First of all, I would like to try to level the playing field by making the code of the two() function nearly identical to the parallelized code. Here is the modified two() function:

def two(l):
    t = time.time()

    p_result = map(one, l)

    result = reduce(lambda x,y: x+y, p_result)
    print("Not using Pool the result is: ", result, "Time: ", time.time() - t)

Now, this does not actually make a whole lot of difference in this case, but it will be important in a second to see that both cases are doing the exact same thing. Here is a sample output with this change:

('Using Pool the result is: ', 332833500, 'Time: ', 0.0009338855743408203)
('Not using Pool the result is: ', 332833500, 'Time: ', 0.0006031990051269531)

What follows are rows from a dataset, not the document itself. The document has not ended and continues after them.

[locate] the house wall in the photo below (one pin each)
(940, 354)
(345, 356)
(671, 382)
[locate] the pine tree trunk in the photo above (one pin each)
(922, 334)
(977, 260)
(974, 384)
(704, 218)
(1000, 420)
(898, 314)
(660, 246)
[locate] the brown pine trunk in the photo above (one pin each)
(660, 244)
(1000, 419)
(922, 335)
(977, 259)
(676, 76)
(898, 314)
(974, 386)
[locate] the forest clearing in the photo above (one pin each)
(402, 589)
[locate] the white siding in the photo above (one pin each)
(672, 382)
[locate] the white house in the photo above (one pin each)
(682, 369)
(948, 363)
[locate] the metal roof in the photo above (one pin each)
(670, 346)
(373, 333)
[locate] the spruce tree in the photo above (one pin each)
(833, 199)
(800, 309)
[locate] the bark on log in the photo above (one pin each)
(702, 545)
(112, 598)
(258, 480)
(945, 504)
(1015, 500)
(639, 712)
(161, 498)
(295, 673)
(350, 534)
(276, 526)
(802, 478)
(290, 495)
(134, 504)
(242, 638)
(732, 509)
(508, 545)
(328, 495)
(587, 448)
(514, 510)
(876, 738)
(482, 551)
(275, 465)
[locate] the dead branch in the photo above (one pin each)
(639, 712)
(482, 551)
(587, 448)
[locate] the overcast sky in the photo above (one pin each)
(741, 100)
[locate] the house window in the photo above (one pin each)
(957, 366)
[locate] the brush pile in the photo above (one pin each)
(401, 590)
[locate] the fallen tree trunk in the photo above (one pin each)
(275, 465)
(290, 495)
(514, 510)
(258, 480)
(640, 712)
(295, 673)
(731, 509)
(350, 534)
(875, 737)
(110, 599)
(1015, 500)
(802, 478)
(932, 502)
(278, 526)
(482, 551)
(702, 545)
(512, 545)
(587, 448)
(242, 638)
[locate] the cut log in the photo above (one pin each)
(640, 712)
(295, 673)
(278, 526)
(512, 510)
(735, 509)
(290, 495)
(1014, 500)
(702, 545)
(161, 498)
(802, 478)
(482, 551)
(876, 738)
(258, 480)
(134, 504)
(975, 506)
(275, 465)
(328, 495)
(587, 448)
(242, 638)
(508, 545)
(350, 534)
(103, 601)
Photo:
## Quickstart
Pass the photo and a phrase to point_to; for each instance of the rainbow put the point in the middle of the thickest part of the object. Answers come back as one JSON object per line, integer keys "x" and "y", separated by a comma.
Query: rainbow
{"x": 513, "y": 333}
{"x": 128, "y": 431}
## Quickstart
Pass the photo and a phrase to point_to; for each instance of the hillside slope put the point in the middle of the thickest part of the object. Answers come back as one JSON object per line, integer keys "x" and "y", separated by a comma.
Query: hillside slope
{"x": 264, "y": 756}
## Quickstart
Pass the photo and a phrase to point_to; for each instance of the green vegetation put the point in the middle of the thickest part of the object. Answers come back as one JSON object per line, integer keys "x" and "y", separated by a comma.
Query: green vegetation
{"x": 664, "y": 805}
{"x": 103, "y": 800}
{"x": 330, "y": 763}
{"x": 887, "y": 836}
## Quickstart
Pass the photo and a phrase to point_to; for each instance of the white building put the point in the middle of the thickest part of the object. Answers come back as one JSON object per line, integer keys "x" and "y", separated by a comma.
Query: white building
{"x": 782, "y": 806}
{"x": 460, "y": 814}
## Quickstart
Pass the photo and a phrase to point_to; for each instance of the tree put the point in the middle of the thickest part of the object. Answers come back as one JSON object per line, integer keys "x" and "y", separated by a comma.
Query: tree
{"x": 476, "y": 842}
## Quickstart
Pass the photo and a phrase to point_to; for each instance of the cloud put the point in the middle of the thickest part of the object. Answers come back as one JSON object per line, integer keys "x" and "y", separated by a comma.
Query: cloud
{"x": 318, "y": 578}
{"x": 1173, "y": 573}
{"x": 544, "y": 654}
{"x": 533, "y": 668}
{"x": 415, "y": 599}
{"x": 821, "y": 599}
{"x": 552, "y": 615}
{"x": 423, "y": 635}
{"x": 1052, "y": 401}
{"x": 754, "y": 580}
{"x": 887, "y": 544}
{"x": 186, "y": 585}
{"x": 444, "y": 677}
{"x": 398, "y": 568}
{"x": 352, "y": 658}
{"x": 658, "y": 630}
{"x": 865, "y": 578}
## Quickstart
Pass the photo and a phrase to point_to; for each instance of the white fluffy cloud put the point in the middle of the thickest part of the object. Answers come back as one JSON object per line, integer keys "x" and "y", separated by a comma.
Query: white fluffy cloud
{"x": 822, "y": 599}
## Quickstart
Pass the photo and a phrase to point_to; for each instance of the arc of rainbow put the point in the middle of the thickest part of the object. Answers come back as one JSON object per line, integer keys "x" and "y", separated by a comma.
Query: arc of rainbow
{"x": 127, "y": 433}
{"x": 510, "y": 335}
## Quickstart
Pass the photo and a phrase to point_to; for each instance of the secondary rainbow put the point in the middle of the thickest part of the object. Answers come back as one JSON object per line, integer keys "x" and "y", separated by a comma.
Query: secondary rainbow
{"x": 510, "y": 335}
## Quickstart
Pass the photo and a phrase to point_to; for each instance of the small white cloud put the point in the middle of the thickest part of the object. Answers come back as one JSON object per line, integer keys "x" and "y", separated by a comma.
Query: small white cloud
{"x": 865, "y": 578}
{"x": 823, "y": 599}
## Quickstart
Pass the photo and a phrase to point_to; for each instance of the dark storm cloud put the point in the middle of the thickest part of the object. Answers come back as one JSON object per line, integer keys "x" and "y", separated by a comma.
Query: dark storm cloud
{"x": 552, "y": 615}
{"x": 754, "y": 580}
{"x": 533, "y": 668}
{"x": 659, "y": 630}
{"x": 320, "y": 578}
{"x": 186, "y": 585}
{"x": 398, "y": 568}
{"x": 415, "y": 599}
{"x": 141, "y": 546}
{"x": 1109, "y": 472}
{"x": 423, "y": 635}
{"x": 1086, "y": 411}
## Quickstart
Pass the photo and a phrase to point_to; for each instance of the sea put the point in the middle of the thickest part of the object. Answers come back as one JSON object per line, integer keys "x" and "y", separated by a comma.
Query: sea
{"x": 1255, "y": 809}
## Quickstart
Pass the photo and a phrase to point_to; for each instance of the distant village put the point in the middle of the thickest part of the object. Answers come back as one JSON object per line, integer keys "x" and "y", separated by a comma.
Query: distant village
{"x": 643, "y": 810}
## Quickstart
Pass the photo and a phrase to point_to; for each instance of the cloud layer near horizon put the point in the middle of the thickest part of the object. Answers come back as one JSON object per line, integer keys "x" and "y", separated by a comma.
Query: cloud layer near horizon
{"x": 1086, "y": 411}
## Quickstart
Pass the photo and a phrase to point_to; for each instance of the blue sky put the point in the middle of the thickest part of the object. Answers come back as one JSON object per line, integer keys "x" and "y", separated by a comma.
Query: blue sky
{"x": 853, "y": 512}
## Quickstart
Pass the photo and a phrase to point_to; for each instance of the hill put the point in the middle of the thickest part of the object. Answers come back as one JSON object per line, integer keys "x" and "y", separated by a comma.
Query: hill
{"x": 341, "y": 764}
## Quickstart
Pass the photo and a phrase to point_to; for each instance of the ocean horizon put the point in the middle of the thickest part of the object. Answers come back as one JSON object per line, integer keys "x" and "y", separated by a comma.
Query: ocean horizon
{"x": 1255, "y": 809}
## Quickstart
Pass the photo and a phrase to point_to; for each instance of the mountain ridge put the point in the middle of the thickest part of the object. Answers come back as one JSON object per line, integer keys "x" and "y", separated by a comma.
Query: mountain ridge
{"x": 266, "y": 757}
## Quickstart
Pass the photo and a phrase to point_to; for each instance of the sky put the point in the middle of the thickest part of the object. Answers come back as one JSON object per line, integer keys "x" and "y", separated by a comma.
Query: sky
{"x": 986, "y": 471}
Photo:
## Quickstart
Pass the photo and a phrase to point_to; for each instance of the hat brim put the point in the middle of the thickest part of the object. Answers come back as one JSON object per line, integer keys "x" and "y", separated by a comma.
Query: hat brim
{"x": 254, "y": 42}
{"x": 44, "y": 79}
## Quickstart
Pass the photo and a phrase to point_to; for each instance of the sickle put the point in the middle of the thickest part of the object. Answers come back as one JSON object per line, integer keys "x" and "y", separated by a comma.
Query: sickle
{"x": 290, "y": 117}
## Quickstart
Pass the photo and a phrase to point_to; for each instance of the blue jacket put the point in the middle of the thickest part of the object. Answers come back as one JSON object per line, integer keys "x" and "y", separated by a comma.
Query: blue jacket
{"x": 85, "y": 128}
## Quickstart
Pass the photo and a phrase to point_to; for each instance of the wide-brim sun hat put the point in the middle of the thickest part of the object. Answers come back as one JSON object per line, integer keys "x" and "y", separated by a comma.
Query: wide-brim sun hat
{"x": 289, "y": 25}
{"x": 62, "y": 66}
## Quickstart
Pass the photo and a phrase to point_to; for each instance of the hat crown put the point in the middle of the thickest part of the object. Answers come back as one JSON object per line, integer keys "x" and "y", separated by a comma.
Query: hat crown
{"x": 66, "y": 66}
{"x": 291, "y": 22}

What I would like to illustrate now is that since the one() function is so computationally cheap, the overhead of the inter-process communication is outweighing the benefit of running it in parallel. I will modify the one() function as follows to force it to do a bunch of extra computation. Note that because of the changes to the two() function, this change will affect both the parallel and the single-threaded code.

def one(n):
    for i in range(100000):
        a = n*n
    return a

The reason for the for loop is to give each process a reason for existence. As you have your original code, each process simply does several multiplications, and then has to send the list of results back to the parent process, and wait to be given a new chunk. It takes much longer to send and wait than it does to complete a single chunk. By adding these extra cycles, it forces each chunk to take longer, without changing the time needed for inter-process communication, and so we begin to see the parallelism pay off. Here are my results when I run the code with this change to the one() function:

('Using Pool the result is: ', 332833500, 'Time: ', 1.861448049545288)
('Not using Pool the result is: ', 332833500, 'Time: ', 3.444211959838867)

So there you have it. All you need is to give your child processes a bit more work, and they will be more worth your while.